Intercontinental Exchange (ICE), which controls the New York Stock Exchange, has no immediate plans to sell the bourse, according to Chief Executive Jeffrey Sprecher.
The NYSE may have the fastest earnings per share (EPS) growth of all the businesses ICE operates. ICE now expects the NYSE to become more profitable as a result of extensive ongoing restructuring, Sprecher said at a Goldman Sachs conference.
Sprecher said there were still "vestiges of bad habits" from those who previously ran the NYSE that ICE could re-examine to improve profitability. He added that ICE was updating the NYSE's technology to make it "simpler and cheaper to operate".
"How long will I own the business? I'm not wedded to any business that we have. I'm wedded to providing earnings growth for our shareholders.
"We're not afraid to exit businesses where we think we've performed our magic and have moved on, but for now, [the New York bourse] is a really great EPS growth company."
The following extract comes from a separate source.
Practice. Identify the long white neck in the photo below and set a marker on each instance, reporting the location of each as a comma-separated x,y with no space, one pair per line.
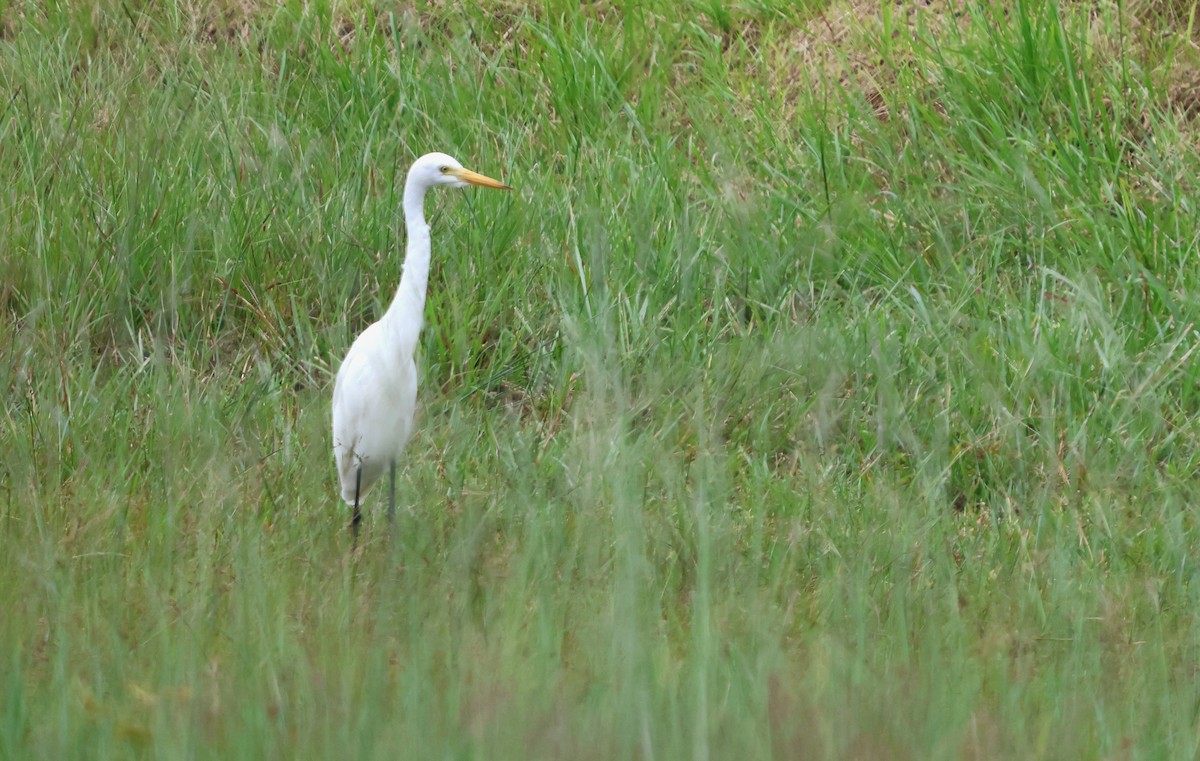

ICE has left the NYSE's trading floor intact despite the fact that nearly all stock trading is now done electronically. ICE, which has closed physical trading spaces at other exchanges, has said the branding opportunities associated with the iconic trading floor at 11 Wall Street make it valuable.
ICE, which also controls the bourses in Paris, Brussels, Lisbon and Amsterdam, sold off the NYSE's Euronext division in June, alongside parts of its technology business, triggering speculation that a sale of the NYSE itself was next.
Stock exchanges generally have thinner profit margins than derivatives exchanges which ICE has traditionally specialised in running, and American stock trading volumes have dropped considerably over the past several years.
Competition from broker-run private trading systems also has taken business away from exchanges, which now make most of their money selling market data, technology and other services, Reuters reported.
ICE acquired NYSE for $11bn (£7bn, €8.8bn) in November 2013 in order to gain control of Liffe, Europe's No 2 derivatives market.